Seminar: Erik J. Olsson (Lund)
Department: PhilosophyDate and Time: October 5, 2017 - 11:30 AM
Event Location: HIB 55
Title: "The Epistemology of Social Networks"
Many of us are participating in social networks, whether online or offline. Indeed, many use their social networks as their main source of information. Can we say anything interesting about how the fact that we communicate in networks influences our epistemic positions? Are we thereby better off if our main goal is to arrive at true beliefs about the world on interesting matters?

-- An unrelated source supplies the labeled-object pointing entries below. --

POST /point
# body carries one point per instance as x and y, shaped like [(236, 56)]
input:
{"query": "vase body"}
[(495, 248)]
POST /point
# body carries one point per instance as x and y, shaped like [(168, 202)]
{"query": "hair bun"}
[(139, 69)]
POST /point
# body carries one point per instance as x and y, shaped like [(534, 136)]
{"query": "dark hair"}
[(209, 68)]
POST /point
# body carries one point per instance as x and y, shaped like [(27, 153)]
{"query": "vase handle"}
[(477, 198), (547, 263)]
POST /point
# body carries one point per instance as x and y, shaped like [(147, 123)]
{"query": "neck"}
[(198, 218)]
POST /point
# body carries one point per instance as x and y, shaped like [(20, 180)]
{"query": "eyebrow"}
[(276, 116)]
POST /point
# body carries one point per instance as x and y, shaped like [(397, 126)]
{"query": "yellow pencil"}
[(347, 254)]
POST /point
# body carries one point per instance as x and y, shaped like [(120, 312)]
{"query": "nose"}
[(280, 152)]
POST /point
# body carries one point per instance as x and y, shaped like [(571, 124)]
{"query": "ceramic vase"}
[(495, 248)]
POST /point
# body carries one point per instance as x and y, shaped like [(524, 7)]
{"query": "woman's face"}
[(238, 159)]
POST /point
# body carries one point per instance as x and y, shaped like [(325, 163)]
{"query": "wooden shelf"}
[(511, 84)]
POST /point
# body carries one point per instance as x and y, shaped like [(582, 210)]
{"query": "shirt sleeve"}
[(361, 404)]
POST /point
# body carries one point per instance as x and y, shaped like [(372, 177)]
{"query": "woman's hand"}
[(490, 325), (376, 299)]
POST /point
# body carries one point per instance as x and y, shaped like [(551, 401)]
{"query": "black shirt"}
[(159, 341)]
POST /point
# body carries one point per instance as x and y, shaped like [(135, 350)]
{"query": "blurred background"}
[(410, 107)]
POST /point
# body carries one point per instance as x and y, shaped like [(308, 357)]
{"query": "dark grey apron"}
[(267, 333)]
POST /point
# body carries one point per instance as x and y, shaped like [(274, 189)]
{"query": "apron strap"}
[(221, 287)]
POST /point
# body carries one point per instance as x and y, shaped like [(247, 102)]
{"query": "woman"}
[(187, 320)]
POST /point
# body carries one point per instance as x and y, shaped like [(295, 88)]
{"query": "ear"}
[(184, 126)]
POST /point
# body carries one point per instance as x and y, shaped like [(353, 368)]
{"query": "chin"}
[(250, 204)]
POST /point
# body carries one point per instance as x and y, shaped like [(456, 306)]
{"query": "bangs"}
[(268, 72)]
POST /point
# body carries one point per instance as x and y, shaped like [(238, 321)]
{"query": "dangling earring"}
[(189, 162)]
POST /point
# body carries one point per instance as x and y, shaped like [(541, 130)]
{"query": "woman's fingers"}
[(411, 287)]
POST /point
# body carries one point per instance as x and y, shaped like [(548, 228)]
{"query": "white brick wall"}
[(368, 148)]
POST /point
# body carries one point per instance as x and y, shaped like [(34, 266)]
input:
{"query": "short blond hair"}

In his seminal 1999 book, Alvin Goldman outlines a theory of veritistic (i.e. truth-centred) social epistemology which promises to shed light on these and related issues by providing a way of assessing the truth-conduciveness or “veritistic value” of a social process. Interaction in social networks would be a case in point. However, as Goldman himself is acutely aware, his social epistemology faces numerous challenges. Some are of a principled kind, others of a more practical nature. Goldman is surprisingly unassertive in his attempts to deal with the objections.
In this talk, I outline and defend an epistemology of social networks based on Goldman’s work. I address three main challenges for that account: the truth objection, the computational objection and the scoring rule objection. The first objection basically states that it is impossible to determine the truth-conduciveness of a social practice because we don’t know what the truth is. The second objection states that, even if we knew what the truth is, it would be practically impossible to actually compute the truth-conduciveness of a social practice. These objections are raised, but in my view inconclusively dealt with, by Goldman himself. The third, less fundamental, objection states that Goldman’s simple way of measuring truth-conduciveness (veritistic value) is flawed (Kopec, 2012). I argue that all these challenges can be overcome.
The talk develops and extends ideas that were first published in Olsson (2011).
Goldman, A. I. (1999). Knowledge in a social world, Oxford University Press.
M. Kopec (2012). We ought to agree: a consequence of repairing Goldman's group scoring rule. Episteme, 9(2): 101-114.
E. J. Olsson (2011). A simulation approach to veritistic social epistemology. Episteme, 8(2):127-143.